Agents

June 26, 2025
AIAgentsLLMs

Quick Start

Google recently open-sourced Gemini CLI, an AI agent that lives in the terminal. You can quickly get it running with:

npm install -g @google/gemini-cli
gemini

 ███            █████████  ██████████ ██████   ██████ █████ ██████   █████ █████
░░░███         ███░░░░░███░░███░░░░░█░░██████ ██████ ░░███ ░░██████ ░░███ ░░███
  ░░░███      ███     ░░░  ░███  ░███░█████░███  ░███  ░███░███ ░███  ░███
    ░░░███   ░███          ░██████    ░███░░███ ░███  ░███  ░███░░███░███  ░███
     ███░    ░███    █████ ░███░░█    ░███ ░░░  ░███  ░███  ░███ ░░██████  ░███
   ███░      ░░███  ░░███  ░███ ░███      ░███  ░███  ░███  ░░█████  ░███
 ███░         ░░█████████  ██████████ █████     █████ █████ █████  ░░█████ █████
░░░            ░░░░░░░░░  ░░░░░░░░░░ ░░░░░     ░░░░░ ░░░░░ ░░░░░    ░░░░░ ░░░░░

What is an “Agent”?

✨ Insight

AI agents are systems that can think, act, and learn from results. Unlike chatbots that only generate text, agents interact with the world through tools and APIs to complete real tasks.

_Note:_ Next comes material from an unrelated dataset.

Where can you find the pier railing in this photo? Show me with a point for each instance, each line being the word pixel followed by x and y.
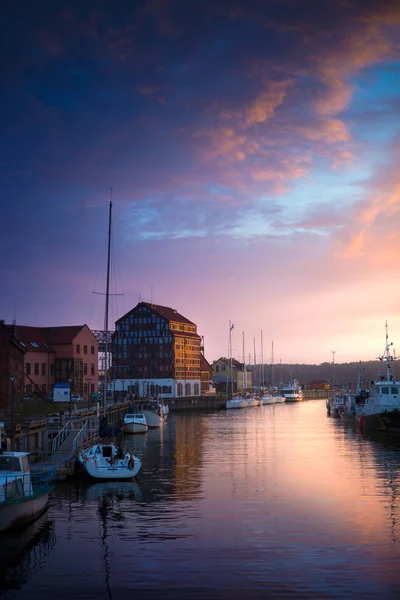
pixel 61 437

The core pattern is the Thought-Action-Observation (TAO) loop:

Loading diagram...

Agents are Just Programs

✨ Insight

Agents don't contain AI models! The Gemini CLI is simply a program that makes API calls to Google's external LLM servers. It's no different from a weather app calling a weather API—the intelligence lives in the "cloud", not in your terminal.

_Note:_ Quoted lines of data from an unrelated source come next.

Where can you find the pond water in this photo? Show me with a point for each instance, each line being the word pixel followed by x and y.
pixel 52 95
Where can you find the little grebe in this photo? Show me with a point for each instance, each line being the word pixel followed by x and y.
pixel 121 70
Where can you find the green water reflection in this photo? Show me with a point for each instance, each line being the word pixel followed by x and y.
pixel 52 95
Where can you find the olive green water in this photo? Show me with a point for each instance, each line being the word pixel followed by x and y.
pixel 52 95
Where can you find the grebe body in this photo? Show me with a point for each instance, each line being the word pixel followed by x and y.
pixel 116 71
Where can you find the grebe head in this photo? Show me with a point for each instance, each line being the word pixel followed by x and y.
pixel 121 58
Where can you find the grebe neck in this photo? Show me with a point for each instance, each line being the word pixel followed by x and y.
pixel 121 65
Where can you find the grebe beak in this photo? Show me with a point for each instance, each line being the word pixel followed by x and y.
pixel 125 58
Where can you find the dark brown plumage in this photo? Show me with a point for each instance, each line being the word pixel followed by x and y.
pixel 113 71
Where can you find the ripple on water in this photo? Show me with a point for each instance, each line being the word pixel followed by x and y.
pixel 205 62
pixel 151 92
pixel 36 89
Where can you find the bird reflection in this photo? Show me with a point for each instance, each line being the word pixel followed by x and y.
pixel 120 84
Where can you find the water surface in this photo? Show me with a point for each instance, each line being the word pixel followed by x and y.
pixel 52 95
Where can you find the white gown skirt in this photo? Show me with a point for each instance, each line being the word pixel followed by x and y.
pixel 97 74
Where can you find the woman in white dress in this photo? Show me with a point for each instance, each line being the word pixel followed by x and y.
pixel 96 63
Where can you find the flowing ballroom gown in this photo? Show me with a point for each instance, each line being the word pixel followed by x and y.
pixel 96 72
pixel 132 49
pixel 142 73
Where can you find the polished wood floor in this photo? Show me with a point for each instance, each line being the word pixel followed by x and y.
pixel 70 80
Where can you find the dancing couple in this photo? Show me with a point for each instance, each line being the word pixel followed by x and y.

The entire “agent” is just orchestration code:

Loading diagram...


From Theory to Practice

When you ask “How many files are in the src directory?”, the agent doesn’t guess—it uses the TAO loop to gather real information. The key difference: agents perform real-world actions, while chatbots only process training data.

Loading diagram...


How Gemini Works: Streaming Architecture

Google built Gemini CLI around a streaming-first design that processes events in real-time. Instead of waiting for complete responses, it streams thoughts, actions, and results as they happen.

The Four Core Components

🔄 Conversation Manager

Handles the back-and-forth with Google's AI and manages conversation history

⚙️ Tool Scheduler

Manages when and how tools run, including safety approvals

🔧 Tool Registry

Library of available actions like reading files, running commands, web searches

🖥️ User Interface

Terminal display that shows everything happening in real-time

Loading diagram...

Safety and Control

Gemini CLI has three safety modes:

  • 🛡️ DEFAULT: Ask permission for dangerous operations (delete files, run commands)
  • ⚡ AUTO_EDIT: Auto-approve file edits, but ask for everything else
  • 🚀 YOLO: Run everything automatically (for experienced users)

✨ Smart Safety

The system can tell the difference between safe operations (reading files) and dangerous ones (deleting files). It only asks permission when it actually matters.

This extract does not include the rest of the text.